Выбрать главу

— Я думаю, — сказал Микаел, — это просто оттого, что в этом году не взрыхлили землю около деревьев как следует. Ты посмотри, Хачо, как разрослись сорняки среди лоз. Их не пололи.

— Нет, барин, вовсе не от этого.

— Так отчего же?

— Ты, видно, не слышал, какая беда приключилась…

— Какая беда?

— «Золотой петух» погиб…

— Об этом я слышал.

— Теперь понимаешь, отчего. С того дня все пошло кувырком.

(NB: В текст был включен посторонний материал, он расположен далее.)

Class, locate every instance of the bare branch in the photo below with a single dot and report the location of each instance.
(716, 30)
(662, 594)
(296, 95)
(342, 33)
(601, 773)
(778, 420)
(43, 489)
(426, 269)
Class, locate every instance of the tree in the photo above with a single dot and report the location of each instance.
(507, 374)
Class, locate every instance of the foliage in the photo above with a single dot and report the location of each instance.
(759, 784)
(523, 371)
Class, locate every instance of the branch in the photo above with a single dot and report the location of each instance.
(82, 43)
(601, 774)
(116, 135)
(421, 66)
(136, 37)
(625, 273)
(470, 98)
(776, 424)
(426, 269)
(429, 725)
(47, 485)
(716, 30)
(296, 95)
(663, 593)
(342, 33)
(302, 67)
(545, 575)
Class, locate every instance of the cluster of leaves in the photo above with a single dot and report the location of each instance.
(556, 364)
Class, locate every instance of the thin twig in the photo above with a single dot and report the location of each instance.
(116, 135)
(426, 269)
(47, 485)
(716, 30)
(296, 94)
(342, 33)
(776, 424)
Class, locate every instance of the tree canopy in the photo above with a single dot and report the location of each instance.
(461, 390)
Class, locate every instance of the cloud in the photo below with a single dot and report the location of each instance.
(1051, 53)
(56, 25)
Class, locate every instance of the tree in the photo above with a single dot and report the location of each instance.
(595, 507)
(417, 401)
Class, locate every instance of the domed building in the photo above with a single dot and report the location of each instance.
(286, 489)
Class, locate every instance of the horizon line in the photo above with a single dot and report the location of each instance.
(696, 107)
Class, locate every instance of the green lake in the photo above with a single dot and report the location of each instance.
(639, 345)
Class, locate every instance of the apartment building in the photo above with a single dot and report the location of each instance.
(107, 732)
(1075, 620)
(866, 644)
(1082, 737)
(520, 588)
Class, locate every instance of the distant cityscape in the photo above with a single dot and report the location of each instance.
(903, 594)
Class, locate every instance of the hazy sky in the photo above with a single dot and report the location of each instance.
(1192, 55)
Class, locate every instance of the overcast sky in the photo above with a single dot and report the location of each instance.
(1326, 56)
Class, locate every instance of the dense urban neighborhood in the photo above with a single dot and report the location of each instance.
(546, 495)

Деревья не стали приносить плодов, лозы — винограда, сперва градом побило, а потом гусеница все попортила.

Микаел промолчал.

— Я работаю в этом саду более двадцати лет и люблю эти деревья, как родных детей. Вот этими руками я их все сажал и растил, — сказал старик, показывая свои мозолистые руки. — Но теперь, скажу откровенно, у меня ни к чему душа не лежит, ни на что бы не глядел, особенно с того дня, как до меня дошла эта печальная весть…

— Какая весть?

— Говорят, что сад продадут за долги. Как услышал я это — словно кинжал вонзили мне в сердце. Как могло это случиться! У аги было столько денег, что ими можно было запрудить Аракс. Что стало с его деньгами, куда они делись, почему приходится продавать сад…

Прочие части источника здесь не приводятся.